Yellen to Testify on Fed Regulatory Activities

WASHINGTON — Federal Reserve Chair Janet Yellen is scheduled to testify before the House Financial Services Committee next week on the central bank’s regulatory activities.

Yellen will testify Nov. 4 on regulatory matters after she agreed during her July Humphrey-Hawkins testimony on monetary policy to answer bank policy questions at a separate hearing. Committee Chairman Jeb Hensarling, R-Texas, noted in a statement announcing the hearing that Dodd-Frank created a vice chairman position at the Fed that would be dedicated specifically to regulatory issues, but since no one has yet been nominated to fill that position, Yellen will be testifying instead.

“President Obama’s inability or unwillingness to fulfill this requirement of Dodd-Frank and appoint a vice chair for supervision deprives Congress of an important opportunity to conduct effective oversight and hold the Fed accountable. That’s simply unacceptable,” Hensarling said. “Until the president appoints someone, we will have Chair Yellen testify and answer our questions.”

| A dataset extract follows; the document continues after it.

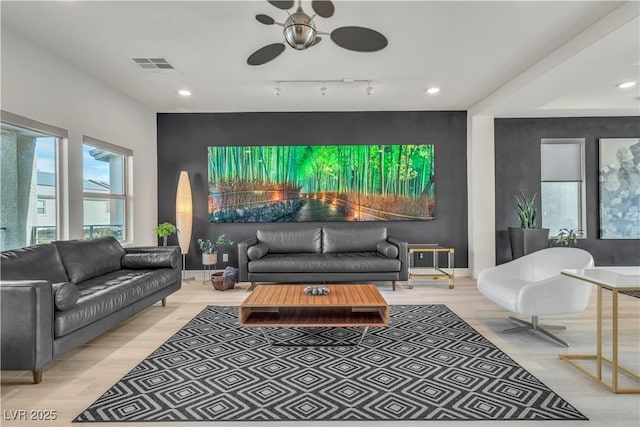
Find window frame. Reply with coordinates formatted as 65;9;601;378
0;110;69;246
82;135;133;244
540;138;587;239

The 1978 Humphrey-Hawkins Full Employment Act requires the Federal Reserve chairman to testify semiannually in both the House and Senate banking oversight committees. In May, Hensarling and Senate Banking Committee Chairman Richard Shelby, R-Ala., asked Yellen to testify semiannually in both committees again to answer questions related to the Fed’s regulatory agenda. When Yellen testified before the House committee in July, she appeared to agree to testify again on regulatory issues, though it is unclear whether she intends to make a similar appearance in the Senate Banking Committee or whether she will make regular appearances in the committees going forward.

The testimony will take place only days after the Fed is slated to propose its rule laying out total loss absorbing capacity requirements for the largest U.S. banks. So-called global systemically important banks, or G-SIBs, will have to hold a combination of capital and long-term unsecured debt that will act as seed capital for a successor bank if one of the G-SIBs should fail. The Fed also finalized a contentious rule in July that would set a capital surcharge on GSIB banks that required banks to hold more capital if they relied too heavily on short-term wholesale funding. The Fed also completed rules in that meeting that would lay out capital requirements for nonbank GE Capital, which had been designated as systemically significant by the Financial Stability Oversight Council.